# Uber Symbol Necessary?



## Alexander (Oct 24, 2014)

Hey guys (and gals)- I'm a new driver in the San Diego area, about to start driving. My contact person at Uber told me I should display the Uber Symbol on my car dashboard to avoid fines from the CPUC (California Public Utilities Commission). Is this something that is necessary only for working around the airport, or is it mandatory to have the Uber Symbol displayed while driving? And speaking of the San Diego Airport, from what I understand, we are only allowed to drop off passengers but not pick any up from it? I am wondering what most other people do regarding this, since I have heard it go both ways. Thanks!


----------



## Samename (Oct 31, 2014)

While I haven't heard of anyone actually getting the $1k fine, I don't think it's worth risking it.


----------



## Walkersm (Apr 15, 2014)

It is mostly for the Airport police to look for. And even that Only LAX and SFO seem to be doing any of the enforcing. The PUC has said it has to be seen at all times. But no cops besides airport police know anything about PUC code.
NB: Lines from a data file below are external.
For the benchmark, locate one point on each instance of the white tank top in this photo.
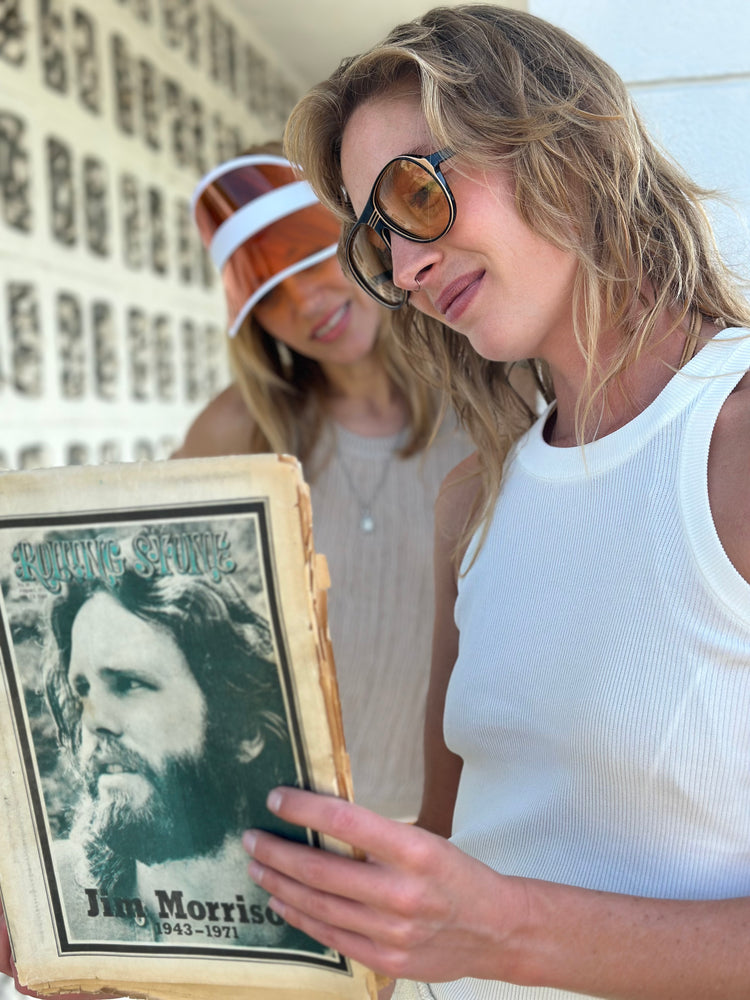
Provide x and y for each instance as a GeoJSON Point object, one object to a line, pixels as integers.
{"type": "Point", "coordinates": [601, 696]}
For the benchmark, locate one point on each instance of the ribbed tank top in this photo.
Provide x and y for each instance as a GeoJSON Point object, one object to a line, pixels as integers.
{"type": "Point", "coordinates": [601, 696]}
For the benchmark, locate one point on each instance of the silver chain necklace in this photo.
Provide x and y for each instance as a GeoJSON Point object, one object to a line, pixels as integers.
{"type": "Point", "coordinates": [366, 519]}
I say just wedge it up in your windshield if anything it will help your passengers ID you quicker and you will be in compliance. But of course take it down after you leave your vehicle unattended. Certain elements of the Taxi crowd may like to vandalize any car they see with it.


----------



## Ehmtbescrewingus (Oct 16, 2014)

Mandatory when crossing over into Virginia.


----------



## chi1cabby (May 28, 2014)

This will do as an Uber Logo:


----------



## chi1cabby (May 28, 2014)

Walkersm said:


> Certain elements of the Taxi crowd may like to vandalize any car they see with it.
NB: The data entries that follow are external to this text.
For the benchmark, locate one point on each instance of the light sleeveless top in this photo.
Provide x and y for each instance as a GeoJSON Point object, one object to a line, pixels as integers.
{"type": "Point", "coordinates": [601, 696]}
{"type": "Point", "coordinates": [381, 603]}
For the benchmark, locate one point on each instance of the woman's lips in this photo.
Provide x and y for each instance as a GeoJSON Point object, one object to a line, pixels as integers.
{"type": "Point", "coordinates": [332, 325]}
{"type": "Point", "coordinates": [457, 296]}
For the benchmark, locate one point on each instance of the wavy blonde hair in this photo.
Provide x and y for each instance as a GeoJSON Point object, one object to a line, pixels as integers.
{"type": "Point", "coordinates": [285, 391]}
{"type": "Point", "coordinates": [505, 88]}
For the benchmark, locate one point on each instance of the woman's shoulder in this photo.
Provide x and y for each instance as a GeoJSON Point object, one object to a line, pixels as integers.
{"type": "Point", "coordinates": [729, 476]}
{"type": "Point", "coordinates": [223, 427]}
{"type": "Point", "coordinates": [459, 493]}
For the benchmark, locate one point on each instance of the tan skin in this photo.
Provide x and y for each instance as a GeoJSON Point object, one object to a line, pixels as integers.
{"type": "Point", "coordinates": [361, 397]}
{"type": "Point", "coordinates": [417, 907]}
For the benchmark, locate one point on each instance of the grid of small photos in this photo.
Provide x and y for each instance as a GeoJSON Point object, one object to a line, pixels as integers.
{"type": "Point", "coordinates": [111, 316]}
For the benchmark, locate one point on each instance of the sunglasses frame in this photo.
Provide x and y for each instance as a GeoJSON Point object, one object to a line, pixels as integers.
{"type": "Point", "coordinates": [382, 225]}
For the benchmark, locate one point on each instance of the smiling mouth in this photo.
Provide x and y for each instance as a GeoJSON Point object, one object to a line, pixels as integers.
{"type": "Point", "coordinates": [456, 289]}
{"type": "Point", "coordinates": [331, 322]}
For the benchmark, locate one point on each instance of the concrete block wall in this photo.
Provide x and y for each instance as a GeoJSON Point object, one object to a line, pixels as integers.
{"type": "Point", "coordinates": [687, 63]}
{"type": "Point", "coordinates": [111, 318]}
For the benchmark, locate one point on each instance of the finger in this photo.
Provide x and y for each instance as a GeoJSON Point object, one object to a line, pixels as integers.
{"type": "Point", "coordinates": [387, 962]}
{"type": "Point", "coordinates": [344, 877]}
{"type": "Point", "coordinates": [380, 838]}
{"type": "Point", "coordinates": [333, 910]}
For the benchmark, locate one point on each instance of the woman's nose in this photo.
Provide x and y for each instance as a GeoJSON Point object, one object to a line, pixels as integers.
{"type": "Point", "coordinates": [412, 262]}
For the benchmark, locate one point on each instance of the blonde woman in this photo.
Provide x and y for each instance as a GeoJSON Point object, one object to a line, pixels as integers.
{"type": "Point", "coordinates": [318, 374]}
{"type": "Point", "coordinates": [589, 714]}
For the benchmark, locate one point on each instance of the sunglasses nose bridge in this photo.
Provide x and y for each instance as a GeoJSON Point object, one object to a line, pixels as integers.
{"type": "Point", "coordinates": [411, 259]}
Do you know of reported cases of damage or vandalism to UberX cars, or assaults of UberX drivers by cabbies in the US? I've not come across any. 
I have come across cases of harassment and intimidation. Taking pics of UberX cars licence plates is common in AZ. It was also happening in DC.


----------



## Walkersm (Apr 15, 2014)

chi1cabby said:


> Do you know of reported cases of damage or vandalism to UberX cars, or assaults of UberX drivers by cabbies in the US? I've not come across any.
> I have come across cases of harassment and intimidation. Taking pics of UberX cars licence plates is common in AZ. It was also happening in DC.


Nope have not come across any either. Did see someones windshield smashed with an Uber Air freshener hanging in it. In all fairness that could have been by a Taxi, Limo or shuttle Driver. Or even a sidecar drivers those guys are nuts!


----------



## Alexander (Oct 24, 2014)

Samename said:


> While I haven't heard of anyone actually getting the $1k fine, I don't think it's worth risking it.
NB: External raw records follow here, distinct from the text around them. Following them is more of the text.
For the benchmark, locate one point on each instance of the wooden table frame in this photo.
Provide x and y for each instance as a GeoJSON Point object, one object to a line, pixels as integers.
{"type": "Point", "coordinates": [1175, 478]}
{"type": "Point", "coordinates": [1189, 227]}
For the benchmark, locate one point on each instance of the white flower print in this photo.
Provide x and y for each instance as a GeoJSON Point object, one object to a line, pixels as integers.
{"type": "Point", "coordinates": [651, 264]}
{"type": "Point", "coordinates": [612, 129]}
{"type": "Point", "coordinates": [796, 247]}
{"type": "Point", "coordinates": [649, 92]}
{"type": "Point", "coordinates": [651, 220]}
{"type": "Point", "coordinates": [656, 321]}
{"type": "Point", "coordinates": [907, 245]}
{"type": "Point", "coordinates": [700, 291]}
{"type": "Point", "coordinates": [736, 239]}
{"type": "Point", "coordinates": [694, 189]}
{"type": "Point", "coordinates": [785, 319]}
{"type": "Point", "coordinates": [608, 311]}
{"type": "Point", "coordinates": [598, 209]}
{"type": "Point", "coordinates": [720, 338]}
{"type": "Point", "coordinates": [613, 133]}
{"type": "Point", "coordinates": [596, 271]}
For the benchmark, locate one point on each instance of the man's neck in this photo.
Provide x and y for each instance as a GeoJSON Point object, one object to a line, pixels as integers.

Ok, thanks- do you just use the paper symbol print out or is it worth getting one of those glow-in-the-dark thingies?


----------



## Walkersm (Apr 15, 2014)

the paper symbol is the legal one. The blue light up one is not official, but looks damn cool at night.


----------



## Alexander (Oct 24, 2014)

Walkersm said:


> the paper symbol is the legal one. The blue light up one is not official, but looks damn cool at night.


Got it- danke!


----------



## Samename (Oct 31, 2014)

I like the paper one and just keep it in corner of my dashboard, it's super lowkey.


----------



## uberdc/Virginia (Sep 14, 2014)

chi1cabby said:


> Do you know of reported cases of damage or vandalism to UberX cars, or assaults of UberX drivers by cabbies in the US? I've not come across any.
> I have come across cases of harassment and intimidation. Taking pics of UberX cars licence plates is common in AZ. It was also happening in DC.


Some hotel employees drive taxis and get commissions for steering customers to certain tour companies. So there is a vested interest with some hotel employees. Who is taking pictures?


----------



## chi1cabby (May 28, 2014)

uberdc/Virginia said:


> Who is taking pictures?


Cab Drivers were snapping the pics in AZ. Then AZ Dept of Weights & Measurements would be notified.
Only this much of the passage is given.